I related the story to David over at Manifest, and he burst out into laughter, telling me that the only thing that could've made it better would be if they had a big mural about "The Intimidator" painted on the side of the buliding. Yes, that is a tattoo of Dale Earnhardt's face. Brother, people around here love that guy.

It's a weird thing to see, but like I said, I can understand it. How you can hold the idea that America is great while simultaneously reserving a sepcial place in your heart for the Confederacy, which tore the country apart in an effort to violate the principles that America was founded on, well, that's the one I don't get.

To be fair, I'm not against the Confederate Flag as a concept. If somebody gave me a bright orange '66 Dodge Charger, you better believe that bad boy'd be on the roof faster than you could say Strom Thurmond. I understand that a lot of people see it as nothing more than a symbol of rebellion, or of a crucial and fascinating part of American history. Unfortunately, it's also the symbol of people who wanted to, you know, have slaves. So there's that.

Sarah Vowell talks about it in Assassination Vacation. When she goes to see the grave of John Wilkes Booth, she notes that a lot of the people who slap American flag bumper stickers on their trucks (a sure sign that you're in for a bad time if you happen to get behind them on the highway) have them right alongside the ones claiming the South will rise again, apparently not quite clear on against whom the South would rise.

Which comes crashing back to me and my plate of hush puppies and Bourbon Street Chicken at the local Feeding Trough.
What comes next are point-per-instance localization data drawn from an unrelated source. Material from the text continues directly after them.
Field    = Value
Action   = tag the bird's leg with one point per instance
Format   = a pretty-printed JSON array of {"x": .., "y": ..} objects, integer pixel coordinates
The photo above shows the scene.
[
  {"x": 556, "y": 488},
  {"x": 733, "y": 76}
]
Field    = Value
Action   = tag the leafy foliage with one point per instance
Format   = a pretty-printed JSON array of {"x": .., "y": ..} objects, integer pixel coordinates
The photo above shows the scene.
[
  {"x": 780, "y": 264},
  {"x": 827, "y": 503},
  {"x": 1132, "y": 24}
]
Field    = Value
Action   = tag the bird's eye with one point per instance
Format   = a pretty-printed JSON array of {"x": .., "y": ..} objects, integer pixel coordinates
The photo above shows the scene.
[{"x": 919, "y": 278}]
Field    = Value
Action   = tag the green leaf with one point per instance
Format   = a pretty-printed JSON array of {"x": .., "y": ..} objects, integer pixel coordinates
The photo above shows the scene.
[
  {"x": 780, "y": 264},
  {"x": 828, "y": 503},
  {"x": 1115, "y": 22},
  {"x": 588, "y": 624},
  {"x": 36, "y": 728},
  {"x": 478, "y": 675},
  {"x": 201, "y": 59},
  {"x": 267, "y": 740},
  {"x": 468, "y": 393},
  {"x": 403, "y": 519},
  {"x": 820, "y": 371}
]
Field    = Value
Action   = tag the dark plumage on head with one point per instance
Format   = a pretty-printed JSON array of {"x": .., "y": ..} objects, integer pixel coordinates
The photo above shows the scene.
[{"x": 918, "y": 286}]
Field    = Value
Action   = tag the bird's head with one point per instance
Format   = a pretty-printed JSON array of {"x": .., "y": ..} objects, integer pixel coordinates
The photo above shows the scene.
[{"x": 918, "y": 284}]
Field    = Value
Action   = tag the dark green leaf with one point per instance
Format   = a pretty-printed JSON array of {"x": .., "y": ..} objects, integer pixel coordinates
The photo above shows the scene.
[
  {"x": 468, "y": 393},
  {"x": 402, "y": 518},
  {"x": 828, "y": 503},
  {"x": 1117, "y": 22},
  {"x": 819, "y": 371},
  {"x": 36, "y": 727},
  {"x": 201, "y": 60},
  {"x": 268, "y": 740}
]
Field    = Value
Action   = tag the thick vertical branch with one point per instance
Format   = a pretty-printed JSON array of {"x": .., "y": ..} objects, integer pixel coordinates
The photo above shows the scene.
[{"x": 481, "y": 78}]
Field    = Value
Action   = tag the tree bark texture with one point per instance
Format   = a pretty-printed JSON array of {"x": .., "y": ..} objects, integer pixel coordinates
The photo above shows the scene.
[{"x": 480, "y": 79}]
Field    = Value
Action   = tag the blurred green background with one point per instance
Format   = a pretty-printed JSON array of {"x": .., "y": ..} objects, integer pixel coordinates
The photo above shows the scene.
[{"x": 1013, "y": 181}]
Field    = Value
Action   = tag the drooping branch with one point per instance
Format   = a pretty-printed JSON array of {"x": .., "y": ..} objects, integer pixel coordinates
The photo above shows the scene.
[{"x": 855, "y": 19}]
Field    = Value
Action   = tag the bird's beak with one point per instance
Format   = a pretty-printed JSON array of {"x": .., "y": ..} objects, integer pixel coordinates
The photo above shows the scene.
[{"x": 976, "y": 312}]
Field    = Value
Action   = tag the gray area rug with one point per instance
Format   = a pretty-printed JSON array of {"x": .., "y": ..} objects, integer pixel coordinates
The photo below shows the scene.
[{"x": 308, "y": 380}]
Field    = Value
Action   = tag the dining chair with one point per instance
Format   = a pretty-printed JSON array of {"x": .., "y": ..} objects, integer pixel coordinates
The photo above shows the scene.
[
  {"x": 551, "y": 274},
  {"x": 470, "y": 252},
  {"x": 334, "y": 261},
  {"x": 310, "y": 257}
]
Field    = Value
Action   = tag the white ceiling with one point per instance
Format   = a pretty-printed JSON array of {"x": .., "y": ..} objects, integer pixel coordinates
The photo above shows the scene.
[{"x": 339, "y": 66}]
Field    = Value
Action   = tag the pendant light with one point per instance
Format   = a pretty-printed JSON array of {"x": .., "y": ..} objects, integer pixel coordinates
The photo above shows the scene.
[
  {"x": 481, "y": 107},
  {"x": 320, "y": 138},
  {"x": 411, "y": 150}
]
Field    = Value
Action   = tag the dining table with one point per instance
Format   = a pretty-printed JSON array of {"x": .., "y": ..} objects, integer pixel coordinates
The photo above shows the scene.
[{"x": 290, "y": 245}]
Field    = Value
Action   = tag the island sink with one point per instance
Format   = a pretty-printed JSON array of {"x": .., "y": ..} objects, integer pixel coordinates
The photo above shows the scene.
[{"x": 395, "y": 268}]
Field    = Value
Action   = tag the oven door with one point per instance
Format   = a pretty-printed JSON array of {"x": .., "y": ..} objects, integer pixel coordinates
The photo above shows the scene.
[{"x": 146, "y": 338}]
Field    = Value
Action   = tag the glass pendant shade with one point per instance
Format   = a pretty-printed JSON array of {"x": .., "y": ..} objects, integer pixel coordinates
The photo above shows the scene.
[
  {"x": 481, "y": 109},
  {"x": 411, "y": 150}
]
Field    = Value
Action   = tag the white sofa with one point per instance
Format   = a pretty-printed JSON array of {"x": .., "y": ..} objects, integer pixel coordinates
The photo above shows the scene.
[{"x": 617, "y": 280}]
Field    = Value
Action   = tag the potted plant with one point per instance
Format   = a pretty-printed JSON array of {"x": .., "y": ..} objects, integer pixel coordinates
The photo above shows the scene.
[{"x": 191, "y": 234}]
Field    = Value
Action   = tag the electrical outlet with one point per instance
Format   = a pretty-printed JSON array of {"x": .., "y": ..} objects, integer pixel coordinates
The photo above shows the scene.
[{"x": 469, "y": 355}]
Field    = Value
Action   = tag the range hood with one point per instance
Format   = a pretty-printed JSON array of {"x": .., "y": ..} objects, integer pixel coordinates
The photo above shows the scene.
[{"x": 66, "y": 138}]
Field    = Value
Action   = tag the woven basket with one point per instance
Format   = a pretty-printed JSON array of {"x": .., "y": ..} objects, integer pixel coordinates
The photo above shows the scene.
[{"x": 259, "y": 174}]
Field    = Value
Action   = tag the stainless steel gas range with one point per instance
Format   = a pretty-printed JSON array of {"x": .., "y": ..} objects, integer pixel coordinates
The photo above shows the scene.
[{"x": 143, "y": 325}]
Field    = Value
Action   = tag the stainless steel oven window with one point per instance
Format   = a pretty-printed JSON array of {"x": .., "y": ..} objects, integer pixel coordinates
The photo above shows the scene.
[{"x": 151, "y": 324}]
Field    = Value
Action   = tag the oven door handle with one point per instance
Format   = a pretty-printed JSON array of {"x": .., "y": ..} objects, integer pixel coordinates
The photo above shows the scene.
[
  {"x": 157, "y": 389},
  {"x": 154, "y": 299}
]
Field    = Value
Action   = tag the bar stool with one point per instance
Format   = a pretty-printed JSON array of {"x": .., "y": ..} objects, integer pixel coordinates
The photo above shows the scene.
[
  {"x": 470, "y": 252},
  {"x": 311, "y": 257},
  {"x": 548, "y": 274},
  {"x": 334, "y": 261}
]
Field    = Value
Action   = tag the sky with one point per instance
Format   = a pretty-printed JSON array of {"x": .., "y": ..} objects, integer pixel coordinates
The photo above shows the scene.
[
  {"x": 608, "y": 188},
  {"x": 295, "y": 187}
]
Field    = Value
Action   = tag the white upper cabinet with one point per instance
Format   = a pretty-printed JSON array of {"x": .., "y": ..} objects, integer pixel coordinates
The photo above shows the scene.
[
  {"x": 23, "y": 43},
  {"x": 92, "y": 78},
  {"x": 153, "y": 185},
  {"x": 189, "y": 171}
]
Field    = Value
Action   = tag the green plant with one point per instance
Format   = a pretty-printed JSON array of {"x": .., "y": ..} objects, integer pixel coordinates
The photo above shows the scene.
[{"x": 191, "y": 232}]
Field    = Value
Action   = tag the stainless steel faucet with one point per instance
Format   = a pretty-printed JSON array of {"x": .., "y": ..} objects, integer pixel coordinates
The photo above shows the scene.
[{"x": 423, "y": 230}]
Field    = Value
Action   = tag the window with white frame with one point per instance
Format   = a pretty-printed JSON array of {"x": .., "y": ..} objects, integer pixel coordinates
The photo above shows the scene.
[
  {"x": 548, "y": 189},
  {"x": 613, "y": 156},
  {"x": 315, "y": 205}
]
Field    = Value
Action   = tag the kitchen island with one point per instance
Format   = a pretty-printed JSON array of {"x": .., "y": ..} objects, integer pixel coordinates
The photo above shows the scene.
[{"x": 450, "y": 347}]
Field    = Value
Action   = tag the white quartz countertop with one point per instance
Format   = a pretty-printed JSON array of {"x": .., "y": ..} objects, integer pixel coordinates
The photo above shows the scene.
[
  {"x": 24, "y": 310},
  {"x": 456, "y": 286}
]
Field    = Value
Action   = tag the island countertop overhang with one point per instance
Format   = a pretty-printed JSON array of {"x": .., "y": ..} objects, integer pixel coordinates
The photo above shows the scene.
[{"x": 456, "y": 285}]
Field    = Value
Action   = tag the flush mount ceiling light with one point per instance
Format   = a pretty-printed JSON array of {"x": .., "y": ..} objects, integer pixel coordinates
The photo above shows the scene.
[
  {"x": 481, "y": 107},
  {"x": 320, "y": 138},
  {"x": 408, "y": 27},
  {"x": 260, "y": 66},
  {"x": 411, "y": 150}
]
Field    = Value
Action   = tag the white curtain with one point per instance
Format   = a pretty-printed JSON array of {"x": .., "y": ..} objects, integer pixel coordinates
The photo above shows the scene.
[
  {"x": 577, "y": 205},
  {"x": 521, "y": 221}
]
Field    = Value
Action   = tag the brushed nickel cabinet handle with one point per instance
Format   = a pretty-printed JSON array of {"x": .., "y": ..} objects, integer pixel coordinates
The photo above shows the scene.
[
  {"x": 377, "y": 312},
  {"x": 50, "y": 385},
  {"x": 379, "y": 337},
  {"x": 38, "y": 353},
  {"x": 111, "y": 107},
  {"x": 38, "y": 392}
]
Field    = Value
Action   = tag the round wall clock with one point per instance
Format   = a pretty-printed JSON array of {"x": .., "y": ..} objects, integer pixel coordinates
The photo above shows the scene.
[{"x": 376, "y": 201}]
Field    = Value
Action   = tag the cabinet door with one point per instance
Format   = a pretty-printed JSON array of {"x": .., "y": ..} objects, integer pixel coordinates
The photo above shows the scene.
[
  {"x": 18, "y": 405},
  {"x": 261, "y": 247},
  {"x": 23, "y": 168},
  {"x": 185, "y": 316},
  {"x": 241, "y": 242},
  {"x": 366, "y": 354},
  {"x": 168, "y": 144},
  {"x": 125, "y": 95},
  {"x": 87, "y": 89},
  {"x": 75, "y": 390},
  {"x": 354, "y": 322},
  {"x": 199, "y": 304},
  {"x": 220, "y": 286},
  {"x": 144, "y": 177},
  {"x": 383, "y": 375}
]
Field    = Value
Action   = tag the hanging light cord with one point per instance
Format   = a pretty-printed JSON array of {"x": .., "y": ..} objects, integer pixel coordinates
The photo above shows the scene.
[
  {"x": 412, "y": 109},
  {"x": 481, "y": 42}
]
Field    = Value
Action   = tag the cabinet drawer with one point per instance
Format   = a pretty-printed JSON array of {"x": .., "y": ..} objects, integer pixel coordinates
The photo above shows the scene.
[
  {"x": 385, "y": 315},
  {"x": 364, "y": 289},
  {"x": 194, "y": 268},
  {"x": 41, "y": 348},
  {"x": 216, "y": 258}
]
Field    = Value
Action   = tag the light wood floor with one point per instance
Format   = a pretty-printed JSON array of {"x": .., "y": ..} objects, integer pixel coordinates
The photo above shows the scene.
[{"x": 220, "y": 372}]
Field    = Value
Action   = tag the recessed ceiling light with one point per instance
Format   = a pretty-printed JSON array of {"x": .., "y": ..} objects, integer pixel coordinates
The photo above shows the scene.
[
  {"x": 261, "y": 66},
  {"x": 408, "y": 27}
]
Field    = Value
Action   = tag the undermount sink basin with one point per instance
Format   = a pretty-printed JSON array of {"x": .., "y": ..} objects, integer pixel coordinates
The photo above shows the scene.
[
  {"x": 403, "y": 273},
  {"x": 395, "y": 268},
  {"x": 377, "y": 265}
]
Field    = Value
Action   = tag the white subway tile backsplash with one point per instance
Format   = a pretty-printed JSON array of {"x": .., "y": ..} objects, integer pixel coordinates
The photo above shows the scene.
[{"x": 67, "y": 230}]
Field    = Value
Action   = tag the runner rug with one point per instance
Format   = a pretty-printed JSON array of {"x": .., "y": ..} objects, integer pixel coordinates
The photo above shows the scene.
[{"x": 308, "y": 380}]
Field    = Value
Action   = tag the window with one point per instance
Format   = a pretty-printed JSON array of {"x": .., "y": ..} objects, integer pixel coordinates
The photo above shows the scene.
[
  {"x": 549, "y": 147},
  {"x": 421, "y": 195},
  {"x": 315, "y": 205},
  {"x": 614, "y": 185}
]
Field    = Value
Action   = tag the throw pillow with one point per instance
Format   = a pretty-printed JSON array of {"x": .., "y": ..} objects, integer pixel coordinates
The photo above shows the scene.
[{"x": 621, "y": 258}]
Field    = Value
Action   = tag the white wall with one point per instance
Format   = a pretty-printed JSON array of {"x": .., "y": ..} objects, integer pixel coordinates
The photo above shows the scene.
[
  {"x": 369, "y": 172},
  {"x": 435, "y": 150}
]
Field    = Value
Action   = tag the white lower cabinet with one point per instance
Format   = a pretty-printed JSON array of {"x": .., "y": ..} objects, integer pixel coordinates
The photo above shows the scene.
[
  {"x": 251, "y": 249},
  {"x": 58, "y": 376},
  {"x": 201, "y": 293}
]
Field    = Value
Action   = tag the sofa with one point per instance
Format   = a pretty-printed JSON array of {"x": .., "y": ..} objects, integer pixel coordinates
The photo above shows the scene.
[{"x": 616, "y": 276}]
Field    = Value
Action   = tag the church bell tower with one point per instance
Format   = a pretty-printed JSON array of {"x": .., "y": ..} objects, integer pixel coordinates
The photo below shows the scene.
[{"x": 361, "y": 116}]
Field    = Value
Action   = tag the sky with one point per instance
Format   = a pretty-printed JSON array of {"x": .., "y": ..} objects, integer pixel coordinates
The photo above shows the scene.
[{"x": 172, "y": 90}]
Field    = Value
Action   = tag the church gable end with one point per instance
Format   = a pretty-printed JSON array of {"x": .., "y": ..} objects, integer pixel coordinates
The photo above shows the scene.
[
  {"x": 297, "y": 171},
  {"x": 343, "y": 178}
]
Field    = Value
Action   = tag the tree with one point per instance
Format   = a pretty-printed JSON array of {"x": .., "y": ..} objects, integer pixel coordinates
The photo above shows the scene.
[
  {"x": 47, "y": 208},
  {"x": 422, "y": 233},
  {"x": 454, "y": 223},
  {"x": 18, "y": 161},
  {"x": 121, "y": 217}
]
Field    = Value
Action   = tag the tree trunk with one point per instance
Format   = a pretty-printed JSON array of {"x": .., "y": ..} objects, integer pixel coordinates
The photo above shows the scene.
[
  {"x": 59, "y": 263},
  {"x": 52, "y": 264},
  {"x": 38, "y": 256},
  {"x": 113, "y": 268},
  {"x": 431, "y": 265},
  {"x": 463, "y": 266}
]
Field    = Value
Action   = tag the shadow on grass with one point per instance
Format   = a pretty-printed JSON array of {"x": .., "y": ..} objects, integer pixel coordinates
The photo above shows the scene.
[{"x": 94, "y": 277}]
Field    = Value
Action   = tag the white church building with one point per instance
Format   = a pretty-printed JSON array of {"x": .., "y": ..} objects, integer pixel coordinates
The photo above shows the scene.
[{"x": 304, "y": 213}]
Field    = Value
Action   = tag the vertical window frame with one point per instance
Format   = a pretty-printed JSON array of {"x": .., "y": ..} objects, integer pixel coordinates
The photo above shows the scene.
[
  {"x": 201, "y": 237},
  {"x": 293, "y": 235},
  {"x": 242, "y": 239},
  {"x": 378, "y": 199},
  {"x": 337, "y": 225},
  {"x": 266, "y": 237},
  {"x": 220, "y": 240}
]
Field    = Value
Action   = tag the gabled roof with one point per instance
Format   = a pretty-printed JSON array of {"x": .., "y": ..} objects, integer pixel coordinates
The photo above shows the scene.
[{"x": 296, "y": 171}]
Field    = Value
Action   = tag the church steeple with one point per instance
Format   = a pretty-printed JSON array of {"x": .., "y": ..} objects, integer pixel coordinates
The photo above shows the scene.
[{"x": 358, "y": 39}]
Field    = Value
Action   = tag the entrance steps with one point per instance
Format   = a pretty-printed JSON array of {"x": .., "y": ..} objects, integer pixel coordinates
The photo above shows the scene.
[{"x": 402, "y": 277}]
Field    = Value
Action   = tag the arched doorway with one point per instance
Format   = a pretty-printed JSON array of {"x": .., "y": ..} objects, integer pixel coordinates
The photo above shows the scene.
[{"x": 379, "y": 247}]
I look over, and there's this angry old man with a black baseball cap with the Confederate Flag and the American Flag crossed, reading in big white letters: THESE COLORS DON'T RUN. NEVER HAVE. NEVER WILL.

I'd offer up a picture of the hat, but while looking for it, I found this [WARNING: THAT IS THE WORST AND MOST HARROWING THING YOU WILL SEE TODAY OR EVER UNLESS YOU ARE THE WEBMASTER OF GOATSE.CX]. The fact that the store selling those... dandy little things uses the same store layout as Homestar Runner was especially jarring, and made me cry for about ten minutes.

Regardless, exactly how this guy can hold fast to this statement when it's a historical fact that the representative of one of those colors signed a treaty surrendering to the representative of the OTHER boggles the mind. Clearly, this man is insane.

But that's just how we roll in the SMT.


Blogger Phil Looney said...

The symbolism of the confederate flag that most of these redneck people hold fast to has to do more with the fact that it's the last thing that poor white trash has to hold over black people who have improved their standing in life. It's the ignorance that breeds a thought process of "I'm dirt poor, but at least I'm not black."

There's also the idea of a southern pride - being proud of your heritage, where you're from. I understand this to a degree, because I'm proud of my southern upbringing. Nothing sets me off more than when someone says something about the south or the way southern people do things. But wearing a confederate flag is not a symbol of pride, it's a symbol of ignorance and stubborness - which I've learned is especially inherent in the South Carolina. Heck, I'm stubborn as all get out.

I don;t have much of a point, other than to say I love the Golden Coral steak buffet.